Moi, je n’ai jamais été invitée dans une émission gratuite et refusé d’y participer, parce que cela n’a pas de sens, mais, je pense que c’est un problème de courage et aussi culturel.  les femmes congolaises ont beaucoup de blocage au niveau de leurs ménages et aussi au niveau de leurs familles, qu’elles doivent dépasser. Je crois qu’une fois qu’on décide de devenir un homme ou une femme publique, on se lance en politique ou dans la société civile, on doit savoir qu’on est un homme ou une femme publique. Pour être un homme ou une femme publique, il faut du courage, savoir comment prendre la parole et partager des opinions, sa vision. Mais, vous savez, toutes ces choses-là, ça s’apprend. Tout le monde pense que les choses sont faciles, or ce n’est pas facile. Je crois qu’il y a beaucoup d’appréhension par rapport à cela, surtout dans des émissions où vous êtes avec des gens qui sont parfois très durs et agressifs, etc… Je rappelle au début quand je faisais l’émission « Profondeur » de Kibambi Shintwa, il m’a fallu beaucoup de courage pour faire face à des professeurs d’universités, à des intellectuels. Vous devez avoir la vivacité nécessaire pour débattre avec toutes ces personnes sur les thématiques dont vous devez parler ce jour-là. Je crois que c’est une question de préparation. Les femmes doivent plus se préparer et il faut avoir un vrai engagement. Souvent, on va en politique pour devenir député comme si c’était un métier. Or, la politique n’est pas un métier, c’est une vocation. On va en politique comme on va en religion. On ne va pas dire, je vais devenir prêtre pour gagner mieux ma vie, non, là vous allez être à côté de la plaque. Moi, je pense qu’il faut surtout prendre la politique comme un sacerdoce. C’est un engagement dans lequel on ne va pas pour gagner de l’argent parce que l’objectif de la politique c’est améliorer les conditions de la société dans laquelle vous vivez. Voilà. Beaucoup s’engagent comme on dit à Kin, « na ndenge ya loyenge (Ndlr de manière vaille que vaille)», parce que c’est un métier stable. Le gens te disent, si tu es au parlement, tu seras bien pendant cinq ans, tu auras tes émolument. « Où trouverez-vous un tel travail en RDC », demandent-ils souvent.

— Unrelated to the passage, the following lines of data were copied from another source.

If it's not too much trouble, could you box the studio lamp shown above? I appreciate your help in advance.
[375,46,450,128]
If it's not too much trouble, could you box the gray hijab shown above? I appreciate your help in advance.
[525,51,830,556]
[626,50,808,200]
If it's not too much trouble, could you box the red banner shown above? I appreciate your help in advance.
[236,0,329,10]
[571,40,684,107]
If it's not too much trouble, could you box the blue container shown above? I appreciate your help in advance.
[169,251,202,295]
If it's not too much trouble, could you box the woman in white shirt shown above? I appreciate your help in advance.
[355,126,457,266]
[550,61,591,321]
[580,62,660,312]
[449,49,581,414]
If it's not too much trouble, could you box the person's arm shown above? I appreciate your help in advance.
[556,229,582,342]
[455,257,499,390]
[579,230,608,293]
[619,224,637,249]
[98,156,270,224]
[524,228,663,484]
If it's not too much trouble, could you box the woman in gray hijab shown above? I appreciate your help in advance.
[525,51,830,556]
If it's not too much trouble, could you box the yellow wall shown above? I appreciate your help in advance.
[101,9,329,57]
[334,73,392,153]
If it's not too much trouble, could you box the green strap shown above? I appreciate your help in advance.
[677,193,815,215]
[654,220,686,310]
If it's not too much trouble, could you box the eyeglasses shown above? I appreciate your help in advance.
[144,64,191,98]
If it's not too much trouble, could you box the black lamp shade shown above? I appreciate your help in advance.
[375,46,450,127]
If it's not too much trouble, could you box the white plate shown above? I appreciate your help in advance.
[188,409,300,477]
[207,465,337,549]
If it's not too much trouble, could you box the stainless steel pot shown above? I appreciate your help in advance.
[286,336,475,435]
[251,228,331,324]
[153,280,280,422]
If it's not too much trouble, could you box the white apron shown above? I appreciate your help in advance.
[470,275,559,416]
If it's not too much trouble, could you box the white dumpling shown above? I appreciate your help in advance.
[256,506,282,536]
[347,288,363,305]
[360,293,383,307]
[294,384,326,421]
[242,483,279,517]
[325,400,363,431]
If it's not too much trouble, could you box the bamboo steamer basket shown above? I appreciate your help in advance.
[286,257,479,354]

Vous voyez, on a rabaissé le métier de la politique au Congo, et les hommes et les femmes. Et en général les gens qui ont des grandes capacités préfèrent ne pas se salir dans ces milieux-là parce que ce sont des milieux où on parle beaucoup de corruption, d’arrangements, des magouilles…. Beaucoup de gens qui sont des idéalistes n’y vont pas. Comme on disait aussi, il faut du courage parce que cela peut vous entrainer en prison, à beaucoup de choses. Il y a un ami qui m’avait dit, après une marche qu’on avait faite il y a de cela des années, par rapport à la constitution, ce qui suit : « Tu sais Léonnie, tu dois savoir une chose, ce que quand tu t’engages en politique ou dans la société civile, tu dois être prête à te faire arrêter un jour ». Et là, il faut du courage pour cela. Il n’y a pas beaucoup de femmes qui sont capables. Vous savez, moi j’ai été enfermée pendant une année et 26 jours, en clandestinité, sans voir mes enfants, sans voir ma famille, sans travailler ni gagner d’argent! Combien de personnes sont prêtes à ce sacrifice ? Il faut être prêt à assumer et accepter beaucoup de privatisation. Quand vous voulez participer dans des émissions comme à la radio RFI, vous devez savoir que vos paroles vont compter, vous devez savoir que les paroles que vous dites vont avoir des conséquences sur la marche du pays, sur la vie des citoyens. Alors, est-ce que vous êtes capable d’assumer cela ? C’est cela le vrai problème.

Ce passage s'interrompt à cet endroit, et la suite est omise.